Green data center, Unidata costituisce Unicenter per progetto a Roma

01 apr 2026
Il progetto prevede la realizzazione, a Roma, di un green data center di classe TIER IV, con potenza di circa 20 MW e una capacità superiore a 2.000 rack su una superficie di 13.000 mq. Con un investimento iniziale di circa 56 mln, l'iniziativa mira a garantire scalabilità, efficienza energetica e conformità ai criteri di sostenibilità ambientale.

Costituita da Unidata, operatore di telecomunicazioni, cloud e servizi IoT, a seguito di precedenti accordi, UniCenter, congiuntamente ad Azimut Libera Impresa SGR, in qualità di società di gestione del fondo di investimento alternativo infrastrutturale di tipo chiuso di diritto italiano, riservato ad investitori professionali, denominato “Fondo Infrastrutture per la Crescita – ESG”, per la creazione di un green data center a Roma.
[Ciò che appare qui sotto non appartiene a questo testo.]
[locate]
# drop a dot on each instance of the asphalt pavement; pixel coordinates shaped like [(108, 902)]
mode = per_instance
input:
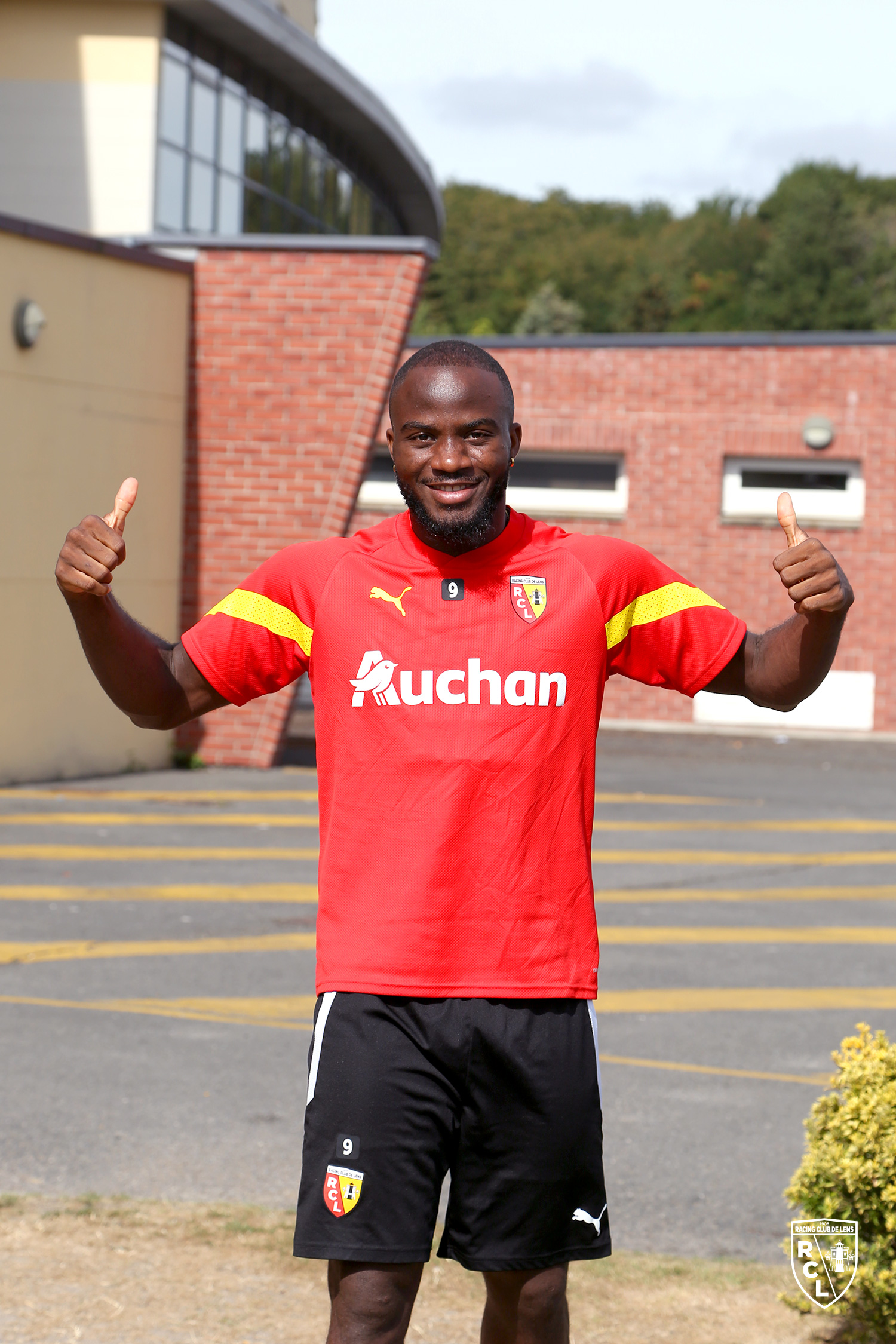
[(158, 976)]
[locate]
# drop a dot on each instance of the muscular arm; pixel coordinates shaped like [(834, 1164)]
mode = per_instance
[(787, 663), (154, 682)]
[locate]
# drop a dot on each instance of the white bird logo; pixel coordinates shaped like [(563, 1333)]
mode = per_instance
[(376, 680), (582, 1217)]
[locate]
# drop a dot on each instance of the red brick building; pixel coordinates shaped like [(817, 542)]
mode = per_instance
[(294, 347), (679, 415)]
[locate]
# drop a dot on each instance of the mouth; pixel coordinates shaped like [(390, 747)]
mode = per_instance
[(452, 492)]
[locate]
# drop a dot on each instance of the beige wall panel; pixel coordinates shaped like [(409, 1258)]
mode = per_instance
[(44, 164), (100, 397), (78, 92)]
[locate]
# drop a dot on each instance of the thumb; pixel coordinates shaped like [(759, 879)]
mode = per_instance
[(787, 519), (124, 503)]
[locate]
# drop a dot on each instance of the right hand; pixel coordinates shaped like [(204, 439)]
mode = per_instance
[(96, 547)]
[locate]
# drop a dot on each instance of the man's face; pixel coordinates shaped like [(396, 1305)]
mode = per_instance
[(452, 443)]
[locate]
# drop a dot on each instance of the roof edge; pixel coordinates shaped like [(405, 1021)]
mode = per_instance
[(287, 51), (670, 340), (283, 243), (85, 243)]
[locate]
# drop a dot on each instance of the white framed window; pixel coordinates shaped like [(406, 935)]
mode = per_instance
[(823, 492), (542, 484), (844, 701)]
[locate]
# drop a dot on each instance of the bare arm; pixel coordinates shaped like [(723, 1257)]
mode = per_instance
[(787, 663), (154, 682)]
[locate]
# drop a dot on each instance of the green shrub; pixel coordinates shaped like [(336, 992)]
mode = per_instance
[(849, 1173)]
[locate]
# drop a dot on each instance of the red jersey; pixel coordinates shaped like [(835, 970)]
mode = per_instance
[(456, 707)]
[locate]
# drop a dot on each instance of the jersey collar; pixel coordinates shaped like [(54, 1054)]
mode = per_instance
[(493, 556)]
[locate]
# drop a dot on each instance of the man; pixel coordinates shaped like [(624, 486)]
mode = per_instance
[(458, 656)]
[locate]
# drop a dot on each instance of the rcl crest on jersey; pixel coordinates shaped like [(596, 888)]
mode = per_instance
[(342, 1190), (528, 596)]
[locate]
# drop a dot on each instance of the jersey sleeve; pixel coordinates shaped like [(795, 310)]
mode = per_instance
[(661, 630), (258, 639)]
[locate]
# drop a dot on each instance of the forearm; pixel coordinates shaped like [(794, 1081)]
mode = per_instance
[(784, 665), (787, 663), (133, 665)]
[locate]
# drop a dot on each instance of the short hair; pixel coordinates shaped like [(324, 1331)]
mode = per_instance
[(453, 354)]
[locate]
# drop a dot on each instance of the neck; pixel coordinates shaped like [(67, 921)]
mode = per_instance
[(438, 541)]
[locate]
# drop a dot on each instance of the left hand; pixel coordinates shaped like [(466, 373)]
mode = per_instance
[(812, 576)]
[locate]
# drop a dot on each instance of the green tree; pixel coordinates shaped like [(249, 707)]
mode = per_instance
[(820, 251)]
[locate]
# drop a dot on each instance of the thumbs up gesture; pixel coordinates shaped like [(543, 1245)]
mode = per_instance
[(96, 547), (812, 576)]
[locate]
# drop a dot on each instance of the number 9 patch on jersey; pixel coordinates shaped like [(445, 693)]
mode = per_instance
[(342, 1190)]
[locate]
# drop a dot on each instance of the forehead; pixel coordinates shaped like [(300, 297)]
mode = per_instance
[(437, 390)]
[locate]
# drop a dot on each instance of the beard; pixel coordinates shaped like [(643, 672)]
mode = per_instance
[(461, 531)]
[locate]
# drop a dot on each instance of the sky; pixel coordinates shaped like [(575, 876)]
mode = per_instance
[(636, 101)]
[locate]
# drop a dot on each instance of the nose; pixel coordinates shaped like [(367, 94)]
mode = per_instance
[(450, 456)]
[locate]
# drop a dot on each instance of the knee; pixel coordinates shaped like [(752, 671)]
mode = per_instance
[(532, 1300), (370, 1305), (543, 1299)]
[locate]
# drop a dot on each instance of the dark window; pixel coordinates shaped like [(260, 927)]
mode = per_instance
[(790, 480), (238, 152)]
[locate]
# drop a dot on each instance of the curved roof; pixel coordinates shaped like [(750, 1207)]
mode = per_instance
[(280, 47)]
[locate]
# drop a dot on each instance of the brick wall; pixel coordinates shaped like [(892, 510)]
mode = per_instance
[(293, 355), (676, 413)]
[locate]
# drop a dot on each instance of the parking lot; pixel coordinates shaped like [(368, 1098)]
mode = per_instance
[(158, 976)]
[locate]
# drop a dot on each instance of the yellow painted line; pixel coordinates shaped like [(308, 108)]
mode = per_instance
[(290, 1012), (814, 826), (155, 819), (814, 1079), (818, 858), (72, 852), (280, 893), (673, 895), (625, 934), (675, 800), (296, 1011), (167, 794), (92, 950), (745, 1001)]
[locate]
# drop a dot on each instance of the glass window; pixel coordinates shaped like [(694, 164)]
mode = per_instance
[(230, 205), (170, 189), (256, 142), (172, 105), (235, 151), (202, 198), (203, 115), (231, 132)]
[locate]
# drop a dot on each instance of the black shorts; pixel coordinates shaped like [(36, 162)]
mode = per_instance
[(504, 1093)]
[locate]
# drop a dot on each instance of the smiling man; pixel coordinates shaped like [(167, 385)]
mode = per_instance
[(458, 656)]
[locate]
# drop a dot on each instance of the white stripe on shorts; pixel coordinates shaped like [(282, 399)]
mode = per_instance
[(319, 1039), (597, 1051)]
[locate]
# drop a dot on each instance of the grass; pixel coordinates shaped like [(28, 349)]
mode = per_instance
[(116, 1271)]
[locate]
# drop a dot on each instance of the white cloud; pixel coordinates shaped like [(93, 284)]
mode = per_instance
[(600, 97)]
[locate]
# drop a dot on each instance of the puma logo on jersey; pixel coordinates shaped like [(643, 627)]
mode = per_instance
[(582, 1217), (480, 685), (387, 597)]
Struttura e caratteristiche del progetto

Come annunciato in una nota, UniCenter – partecipata al 75% dal Fondo e al 25% da Unidata e di cui Unidata avrà la gestione operativa – realizzerà un green e neutral data center di livello TIER IV a Roma, con una potenza di circa 20 MW e di oltre 2.000 rack di capacità, per una superficie totale di 13.000 mq, con bacino di clienti nazionali ed internazionali e che utilizzi energia proveniente da fonti rinnovabili.

In tale contesto UniCenter opererà in modalità wholesale only mentre Unidata continuerà autonomamente a prestare servizi e/o svolgere attività nel settore attraverso i suoi due data center di Roma e Milano e attraverso l’infrastruttura di UniCenter per quei clienti che richiedano di usufruire di servizi con una potenza superiore a 30 KW.

L’investimento iniziale atteso per la creazione del green data center sarà di 5,7 milioni di euro da parte di Unidata ed Euro 51,3 milioni da parte del Fondo.